Le M23 a drastiquement limité les déplacements de la MONUSCO dans les zones sous son contrôle, l’empêchant d’exercer pleinement son mandat de protection des civils et de soutien aux forces loyalistes. Cette restriction affecte non seulement les opérations de surveillance et d’intervention, mais également l’acheminement de l’aide humanitaire dans les zones touchées par le conflit.
En plus de limiter ses déplacements, le M23 empêche la MONUSCO de ravitailler en eau et en produits essentiels les troupes de SAMIR-RDC, une force regionale de défense engagée dans la lutte contre l’occupation rebelle. Cette mesure accentue la pression sur les combattants loyalistes et affaiblit leur capacité opérationnelle sur le terrain.

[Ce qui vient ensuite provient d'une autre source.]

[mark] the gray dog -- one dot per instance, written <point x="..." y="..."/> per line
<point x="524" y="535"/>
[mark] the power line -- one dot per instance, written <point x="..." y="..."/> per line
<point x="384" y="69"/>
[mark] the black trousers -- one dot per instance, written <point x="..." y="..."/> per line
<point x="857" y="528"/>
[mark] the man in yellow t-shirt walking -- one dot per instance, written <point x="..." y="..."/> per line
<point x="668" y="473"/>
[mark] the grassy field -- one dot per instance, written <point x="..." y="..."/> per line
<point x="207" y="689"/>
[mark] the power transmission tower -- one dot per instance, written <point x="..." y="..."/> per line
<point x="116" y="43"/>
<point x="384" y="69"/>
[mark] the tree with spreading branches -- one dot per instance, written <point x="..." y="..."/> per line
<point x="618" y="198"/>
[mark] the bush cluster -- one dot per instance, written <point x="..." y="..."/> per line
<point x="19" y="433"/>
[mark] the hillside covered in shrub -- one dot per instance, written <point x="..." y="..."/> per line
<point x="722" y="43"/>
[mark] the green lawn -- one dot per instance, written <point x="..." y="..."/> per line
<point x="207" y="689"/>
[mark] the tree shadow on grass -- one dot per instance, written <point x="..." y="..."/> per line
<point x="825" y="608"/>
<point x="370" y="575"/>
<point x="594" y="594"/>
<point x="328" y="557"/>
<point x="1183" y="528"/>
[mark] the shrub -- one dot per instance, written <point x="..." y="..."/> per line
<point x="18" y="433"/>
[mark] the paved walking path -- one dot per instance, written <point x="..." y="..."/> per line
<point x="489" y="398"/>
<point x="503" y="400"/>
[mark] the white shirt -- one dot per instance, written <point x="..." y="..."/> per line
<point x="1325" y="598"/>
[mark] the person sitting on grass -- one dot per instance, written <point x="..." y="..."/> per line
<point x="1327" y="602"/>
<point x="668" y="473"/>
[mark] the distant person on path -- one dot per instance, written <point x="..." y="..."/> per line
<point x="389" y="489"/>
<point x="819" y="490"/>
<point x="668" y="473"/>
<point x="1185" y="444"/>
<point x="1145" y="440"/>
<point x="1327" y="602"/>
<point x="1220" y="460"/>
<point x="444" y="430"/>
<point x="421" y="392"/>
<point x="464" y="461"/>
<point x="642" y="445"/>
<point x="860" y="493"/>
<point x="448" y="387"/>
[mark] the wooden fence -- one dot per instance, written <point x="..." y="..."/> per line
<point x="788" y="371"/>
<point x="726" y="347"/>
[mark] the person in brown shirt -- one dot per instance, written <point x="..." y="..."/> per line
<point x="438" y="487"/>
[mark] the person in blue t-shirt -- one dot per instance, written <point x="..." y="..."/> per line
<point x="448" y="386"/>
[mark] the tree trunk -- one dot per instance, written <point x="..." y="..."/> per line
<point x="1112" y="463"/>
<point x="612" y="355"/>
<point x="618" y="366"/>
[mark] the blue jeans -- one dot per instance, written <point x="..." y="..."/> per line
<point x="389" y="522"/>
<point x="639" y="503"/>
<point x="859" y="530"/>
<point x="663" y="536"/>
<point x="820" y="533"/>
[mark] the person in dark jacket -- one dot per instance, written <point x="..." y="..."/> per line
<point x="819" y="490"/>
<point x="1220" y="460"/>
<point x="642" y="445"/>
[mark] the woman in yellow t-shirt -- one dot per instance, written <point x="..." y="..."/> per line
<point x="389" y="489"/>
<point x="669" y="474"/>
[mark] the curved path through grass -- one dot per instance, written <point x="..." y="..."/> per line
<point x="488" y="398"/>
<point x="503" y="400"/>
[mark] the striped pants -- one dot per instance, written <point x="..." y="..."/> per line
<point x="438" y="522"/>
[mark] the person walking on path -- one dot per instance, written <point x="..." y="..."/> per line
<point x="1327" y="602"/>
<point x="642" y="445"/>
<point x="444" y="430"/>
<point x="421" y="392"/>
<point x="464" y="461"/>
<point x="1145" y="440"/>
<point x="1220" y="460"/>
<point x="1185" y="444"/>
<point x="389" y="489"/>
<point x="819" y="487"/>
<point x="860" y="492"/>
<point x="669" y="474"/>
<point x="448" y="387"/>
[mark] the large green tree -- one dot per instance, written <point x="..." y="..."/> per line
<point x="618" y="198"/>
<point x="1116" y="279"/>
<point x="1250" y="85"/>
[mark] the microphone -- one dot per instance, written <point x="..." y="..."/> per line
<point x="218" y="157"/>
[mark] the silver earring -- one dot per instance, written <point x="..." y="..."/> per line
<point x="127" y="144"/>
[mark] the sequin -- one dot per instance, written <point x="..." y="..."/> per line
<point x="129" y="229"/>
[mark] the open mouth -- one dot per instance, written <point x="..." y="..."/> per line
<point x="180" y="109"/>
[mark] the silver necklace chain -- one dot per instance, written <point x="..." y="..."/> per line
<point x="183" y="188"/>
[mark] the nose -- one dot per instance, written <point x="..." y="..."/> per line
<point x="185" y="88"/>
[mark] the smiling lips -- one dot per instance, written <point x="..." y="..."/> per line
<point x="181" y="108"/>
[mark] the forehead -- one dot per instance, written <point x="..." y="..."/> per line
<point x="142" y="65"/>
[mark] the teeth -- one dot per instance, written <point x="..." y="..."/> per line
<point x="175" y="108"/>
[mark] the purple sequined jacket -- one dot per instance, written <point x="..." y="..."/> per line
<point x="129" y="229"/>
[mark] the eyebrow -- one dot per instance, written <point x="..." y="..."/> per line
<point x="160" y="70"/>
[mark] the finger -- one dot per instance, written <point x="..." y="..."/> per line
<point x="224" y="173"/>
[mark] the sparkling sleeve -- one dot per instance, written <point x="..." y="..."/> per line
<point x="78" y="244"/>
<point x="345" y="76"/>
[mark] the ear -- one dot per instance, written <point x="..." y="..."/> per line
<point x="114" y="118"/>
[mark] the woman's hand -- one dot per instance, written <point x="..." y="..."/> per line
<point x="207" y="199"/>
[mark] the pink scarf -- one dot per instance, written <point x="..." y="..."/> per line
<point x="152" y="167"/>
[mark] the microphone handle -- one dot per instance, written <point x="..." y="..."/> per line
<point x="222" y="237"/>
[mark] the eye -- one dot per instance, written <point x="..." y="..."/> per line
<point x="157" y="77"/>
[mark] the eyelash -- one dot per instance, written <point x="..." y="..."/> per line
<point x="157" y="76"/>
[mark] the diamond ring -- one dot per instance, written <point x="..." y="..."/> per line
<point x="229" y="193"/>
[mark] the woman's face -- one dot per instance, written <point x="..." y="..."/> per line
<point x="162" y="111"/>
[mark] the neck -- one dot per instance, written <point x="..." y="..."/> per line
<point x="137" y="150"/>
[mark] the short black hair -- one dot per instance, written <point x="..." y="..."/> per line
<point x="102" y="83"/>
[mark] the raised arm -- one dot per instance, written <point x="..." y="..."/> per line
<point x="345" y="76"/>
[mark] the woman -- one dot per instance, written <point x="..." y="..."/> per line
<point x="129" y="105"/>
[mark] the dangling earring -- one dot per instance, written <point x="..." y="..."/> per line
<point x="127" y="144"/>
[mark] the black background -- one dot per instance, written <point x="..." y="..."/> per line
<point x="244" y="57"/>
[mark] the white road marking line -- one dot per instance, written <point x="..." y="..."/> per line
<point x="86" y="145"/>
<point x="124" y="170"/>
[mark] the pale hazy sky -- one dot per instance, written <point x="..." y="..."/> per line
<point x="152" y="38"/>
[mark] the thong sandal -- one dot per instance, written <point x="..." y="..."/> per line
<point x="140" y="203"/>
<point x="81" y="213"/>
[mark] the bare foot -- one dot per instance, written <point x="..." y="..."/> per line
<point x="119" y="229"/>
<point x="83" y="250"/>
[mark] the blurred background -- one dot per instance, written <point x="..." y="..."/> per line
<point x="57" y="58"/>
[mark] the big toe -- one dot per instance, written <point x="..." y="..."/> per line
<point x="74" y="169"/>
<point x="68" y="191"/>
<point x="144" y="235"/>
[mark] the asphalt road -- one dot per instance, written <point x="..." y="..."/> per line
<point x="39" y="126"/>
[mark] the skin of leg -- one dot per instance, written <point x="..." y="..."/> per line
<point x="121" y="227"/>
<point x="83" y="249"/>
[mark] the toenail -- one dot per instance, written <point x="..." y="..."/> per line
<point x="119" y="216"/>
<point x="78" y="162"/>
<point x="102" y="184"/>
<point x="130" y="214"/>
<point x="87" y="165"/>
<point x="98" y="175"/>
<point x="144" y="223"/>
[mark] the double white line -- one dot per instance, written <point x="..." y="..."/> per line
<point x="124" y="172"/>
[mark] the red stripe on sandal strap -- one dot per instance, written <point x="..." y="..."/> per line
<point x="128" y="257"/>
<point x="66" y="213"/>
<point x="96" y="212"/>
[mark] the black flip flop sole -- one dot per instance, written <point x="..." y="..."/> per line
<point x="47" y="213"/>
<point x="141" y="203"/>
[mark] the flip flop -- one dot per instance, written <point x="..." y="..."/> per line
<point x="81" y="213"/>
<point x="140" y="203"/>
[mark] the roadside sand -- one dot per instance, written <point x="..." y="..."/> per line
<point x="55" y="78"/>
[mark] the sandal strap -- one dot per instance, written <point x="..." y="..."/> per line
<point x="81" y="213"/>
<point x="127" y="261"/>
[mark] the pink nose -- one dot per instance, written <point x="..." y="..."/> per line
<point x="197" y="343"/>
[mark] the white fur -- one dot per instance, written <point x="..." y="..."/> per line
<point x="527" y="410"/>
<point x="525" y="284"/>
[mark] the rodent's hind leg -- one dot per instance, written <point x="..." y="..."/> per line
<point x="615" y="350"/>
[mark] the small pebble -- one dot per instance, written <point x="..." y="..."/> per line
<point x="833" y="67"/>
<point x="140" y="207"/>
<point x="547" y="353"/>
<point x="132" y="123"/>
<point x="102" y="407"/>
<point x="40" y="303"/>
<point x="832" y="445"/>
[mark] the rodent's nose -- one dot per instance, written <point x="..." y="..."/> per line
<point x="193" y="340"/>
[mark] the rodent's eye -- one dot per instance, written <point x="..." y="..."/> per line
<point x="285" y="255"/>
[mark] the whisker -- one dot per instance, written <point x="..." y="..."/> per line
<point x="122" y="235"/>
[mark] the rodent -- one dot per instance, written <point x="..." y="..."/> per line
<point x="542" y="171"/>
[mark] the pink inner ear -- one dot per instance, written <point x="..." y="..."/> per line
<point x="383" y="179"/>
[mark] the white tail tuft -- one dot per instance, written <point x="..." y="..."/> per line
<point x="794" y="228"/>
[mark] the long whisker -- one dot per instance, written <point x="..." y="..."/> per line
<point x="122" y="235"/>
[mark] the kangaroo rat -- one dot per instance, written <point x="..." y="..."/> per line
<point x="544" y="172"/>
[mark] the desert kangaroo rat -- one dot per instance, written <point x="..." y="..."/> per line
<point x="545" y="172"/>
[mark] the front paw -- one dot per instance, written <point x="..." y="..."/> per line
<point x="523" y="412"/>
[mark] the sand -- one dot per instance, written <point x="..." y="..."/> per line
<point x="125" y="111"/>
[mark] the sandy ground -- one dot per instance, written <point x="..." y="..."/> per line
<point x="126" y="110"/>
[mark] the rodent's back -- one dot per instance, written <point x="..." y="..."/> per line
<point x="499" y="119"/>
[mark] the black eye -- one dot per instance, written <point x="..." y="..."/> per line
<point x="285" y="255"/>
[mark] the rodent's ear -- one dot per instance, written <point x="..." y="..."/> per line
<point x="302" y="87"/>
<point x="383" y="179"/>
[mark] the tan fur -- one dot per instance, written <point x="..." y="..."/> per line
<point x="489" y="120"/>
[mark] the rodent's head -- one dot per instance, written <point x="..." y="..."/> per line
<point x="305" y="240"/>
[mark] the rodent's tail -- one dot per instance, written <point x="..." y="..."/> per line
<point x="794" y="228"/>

Toutes les routes situées dans les zones occupées par le M23 sont désormais sous leur contrôle exclusif. Ce monopole sur les infrastructures de transport leur permet de réguler l’accès aux différentes localités, de filtrer les déplacements des populations et d’imposer leur autorité sans entrave.
Selon Bintou Keita, représentante spéciale du Secrétaire général des Nations-Unies en RDC, les infrastructures essentielles de la MONUSCO subissent une pression extrême depuis la prise de Goma. Cette situation entrave non seulement le bon fonctionnement de la mission, mais met également en péril la sécurité et la logistique de ses troupes.
Dans ce climat de tension grandissante, la communauté internationale reste attentive à l’évolution de la situation, alors que les populations locales continuent de subir les conséquences de cette nouvelle dynamique de pouvoir.